Bath, Bathford and Beyond!

As a surprise for my birthday, my lovely husband Alex took me to Bath, the Roman town with a lot to offer. I was a bit concerned there would be a lot of walking, so we took my portable wheelchair just in case. We arrived at our lovely B&B (and I mean seriously lovely), and had a tasty dinner in the pub nearby.

The next day we went to the Roman Baths, with the wheelchair ready to be unpacked. Alex was setting it up when we realised we had forgotten the foot supports, rendering the wheelchair almost useless. We were gutted to say the least. All the planning we had done – triple checking medication, packing way more socks than needed – seemed to fall apart around us. It may seem like a small thing, but that wheelchair opens so many doors for us

Luckily, the amazing people at the Baths were on hand. Before we knew it, they had produced a working wheelchair and took ours for safekeeping behind reception. I was more than impressed I have to say. The Bath museum was fully accessible with lifts and ramps here, there and everywhere. The only part of the Baths that wasn’t too comfortable were the actual Baths themselves. We even had a staff member apologise for the Romans, who didn’t really consider disability almost 2000 years ago. I let that one go, but made a mental note to be annoyed at the ancient Romans later.

Things like that can really make or break a trip, but only if you let it. When we realised we weren’t as prepared as we thought, it got us both down quite a bit. But only for a moment really. As is often the case with MS, you don’t quite know what’s going to happen. We did laugh about it in the end, but it took a bit of time!

After the Baths we went to The Pump House next door, enjoyed a coffee, and even an awkward happy birthday song from the staff. The cake they brought made up for the singing. We went back to our B&B (I had a lovely nap), and then went out again for some lovely Italian fare. They also brought me a rushed candle stuffed into some chocolate gelato (which was very nice I have to admit).

These trips really are about taking the rough with the smooth. OK we forgot some vital equipment, but the kindness of strangers saved the day. It’s funny how it’s so much easier to focus on the bad things. Good things can fade away into a haze of annoyance. Basically, you have two choices: Stay in the haze, or fight your way out. We chose the latter and the trip was so much better for it. Would definitely recommend!   

Am I allowed to laugh at this…?

I have always had an odd sense of humour. The terrible (sometimes inappropriate, sometimes sweary) humour that has become second nature to me can offend even the most solid of personalities.

When I was diagnosed with MS I assumed my sense of humour would stop. Completely. What was the point in joking anymore? The hand I had been dealt was frankly [insert expletive here]. After my adjustment to my diagnosis, my sense of humour did not fade away. If anything it became stronger (for better or worse). I don’t consider my humour a coping mechanism as such, but more like a place where I can vent through macabre – and sometimes self-deprecating – one liners.
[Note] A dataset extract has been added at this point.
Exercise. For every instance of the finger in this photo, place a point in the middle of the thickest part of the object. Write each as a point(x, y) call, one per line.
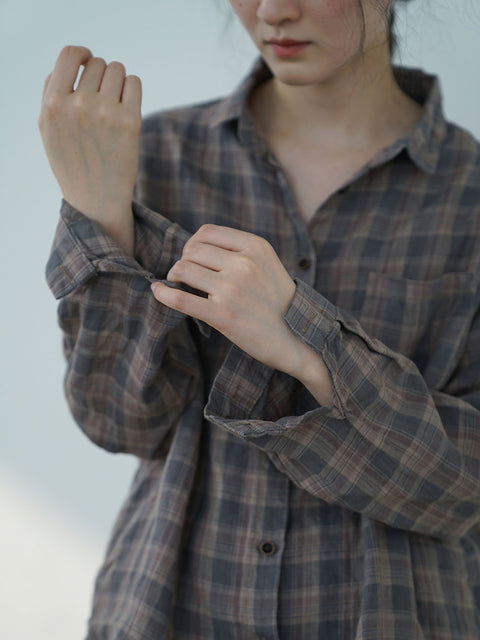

I remember a while ago my Dad expressed how proud of me he was to take the diagnosis, and all things associated with it, in my stride. I was very touched by this, more than I can say. I think my sense of humour helped. I have always been one to crack wise at the silliest things, and my MS has become an extension of this; an extension of my comedic material.

To me this is not denial, but a way to let others know I am OK with my MS (most of the time), and the implications of it. Please ask me questions! The more the merrier! I am not going to bite anyone’s head off because they don’t know what MS is (I certainly didn’t before I was diagnosed). As I’ve said before, spreading the word is really important to me, and if I can make you laugh about that time I spilled drink everywhere because I couldn’t hold onto the glass properly, please laugh! And don’t you dare feel guilty about it!